Saturday, December 16, 2006

Mendoza v. California, Act 1.1: The Daily News

LAUSD PLAN GOES TO COURT: Legality of mayor's plan to take over part of school district is questioned.

By Naush Boghossian, Staff writer, Los Angeles Newspaper Group (Daily News)

Dec. 16, 2006 - Mayor Antonio Villaraigosa's hard-fought effort to reform the Los Angeles Unified School District culminated Friday in a three-hour courtroom showdown, with attorneys debating the legality of the law that will determine who controls the nation's second-largest school district.

Superior Court Judge Dzintra Janavs said she hoped to rule by Thursday on the legal challenge to Assembly Bill 1381, which gives Villaraigosa responsibility for three school "clusters" and a 28-member council of mayors authority over the rest. It also grants local educators greater authority in operating their own campuses.

Even as lawyers debated the validity of the complex law, Janavs questioned whether some of its provisions should be overturned.

"I do want to hear both sides ... in case I decide at least part of this is unconstitutional," she said. "It's very clear this was a compromise measure. I don't know how you can avoid that.

"How do I figure out which was quid pro quo for what?"

Thomas Saenz, the mayor's chief counsel, said that invalidating Villaraigosa's ability to take over the low-performing schools would gut the mayor's hard-fought reform effort.
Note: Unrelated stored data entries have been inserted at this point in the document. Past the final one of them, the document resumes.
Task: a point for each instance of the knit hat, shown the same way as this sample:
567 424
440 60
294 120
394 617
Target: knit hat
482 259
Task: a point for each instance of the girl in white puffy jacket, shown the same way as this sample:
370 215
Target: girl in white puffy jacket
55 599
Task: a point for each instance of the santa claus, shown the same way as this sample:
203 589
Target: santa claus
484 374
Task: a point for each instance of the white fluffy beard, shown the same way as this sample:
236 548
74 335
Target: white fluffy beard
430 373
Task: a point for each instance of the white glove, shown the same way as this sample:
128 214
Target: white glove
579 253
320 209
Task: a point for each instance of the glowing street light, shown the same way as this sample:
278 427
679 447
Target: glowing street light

"This is intended as a package designed to increase accountability and community involvement in education and thereby improve the schools and those are significant parts of the package," he said. "But that said, every piece of the package is important and we think that every piece of the package would lead to some incremental improvement."

LAUSD's chief attorney, Kevin S. Reed, argued that AB1371 was passed by the Legislature and signed by the governor even though the state's legislative counsel had concluded the bill was unconstitutional.

After the hearing, Reed told reporters he was pleased by the thorough nature of Janavs' questions.

"What we wanted was our day in court and we absolutely got our day in court," Reed said. "I think she wanted to hear all the issues."

Fred Woocher, Reed's co-counsel, said Janavs was obviously aware that political compromises had been made to get the bill approved.

"I think she was very astute in recognizing how much of a political compromise the passage of this bill was," he said. "In the context in which this bill was crafted and all the dealmaking that went on, it really is difficult to believe if any piece of it were taken away that it would have gotten sufficient votes to pass."

Villaraigosa released a statement saying he believed his reform bill will remain intact.

"I believe the courts will rule AB1381 to be constitutional, which will allow us all to move past the lawsuit and begin implementing the reforms," he said.

The lawsuit was filed in October by a LAUSD-led coalition which claimed AB1381 violates the state Constitution, which mandates a separation between a city governments and its education system.

The suit also claims the bill violates the Los Angeles City Charter, which sets forth the duties of the mayor, but does not grant him authority over public schools.

Additionally, the suit alleges the bill disenfranchises voters who are served by Los Angeles Unified but don't live in Los Angeles.

School board member David Tokofsky sat through most of the arguments, which he said offered more debate about the law than during the legislative process.

He expressed concern about a ruling that would invalidate only portions of the law.

"On the surface it seems to make a convoluted law simpler, but it will make the administration of schools less understandable and clear to moms and dads trying to understand the system.

"Depending on which way they did it, it would be a significant addition to the breakup discussion."